Akhirnya, mereka bertiga sampai di ujung lorong bawah tanah itu, dimana terdapat sebuah pintu besi disana. Shonen T segera mulai membuka kunci digital pintu itu dengan menekan tuts-tuts angka yang ada. Eve dan Sou tidak berani bertanya darimana pemuda itu tahu sandi pintunya. Yang jelas, 'apapun' itu, lebih baik mereka berdua tidak tahu sekalian karena pasti si doi masih disana bersama mereka.

Pintu terbuka perlahan. Shonen T meminimalisir suara sebanyak mungkin. Mereka sempat terpana mendapati lusinan senapan tertata dalam rak-rak penyimpanan. Pun berbagai senjata lain dalam ruangan yang begitu besar tersebut. Tanpa membuang banyak waktu lagi, dengan komando dari Eve mereka bertiga mulai menempatkan sejumlah 'barang' yang telah mereka persiapkan sejak siang tadi. Selepas itu, ketiganya beranjak keluar dari tempat tersebut tanpa lupa mengunci kembali pintu besinya.

"Jam berapa sekarang?" tanya Sou saat mereka mulai berjalan menjauh. Eve melirik arlojinya, "Delapan lebih empat puluh tujuh. Sambil menunggu pukul Sembilan, kita naik ke belakang parkiran. Kalau nanti keributan sudah dimulai, baru kita nyalakan 'itu'."

Dua rekannya mengangguk paham.

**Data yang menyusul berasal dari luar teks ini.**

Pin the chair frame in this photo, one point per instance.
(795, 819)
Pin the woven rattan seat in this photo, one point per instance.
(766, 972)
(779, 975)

Tanpa basa-basi lagi, mereka segera melanjutkan perjalanan.

Kalau boleh jujur, pemandangan kasino yang bergabung dengan arena billiard dan bar sekaligus adalah hal yang jarang ditemukan. Makanya Soraru, Mafu, dan Kradness sempat terpukau saat baru pertama masuk. Berkat itu, mereka bertiga sukses menghadirkan kesan 'bocah kaya naif yang mau menghambur-hamburkan uang' dimata para pengunjung kasino yang lain.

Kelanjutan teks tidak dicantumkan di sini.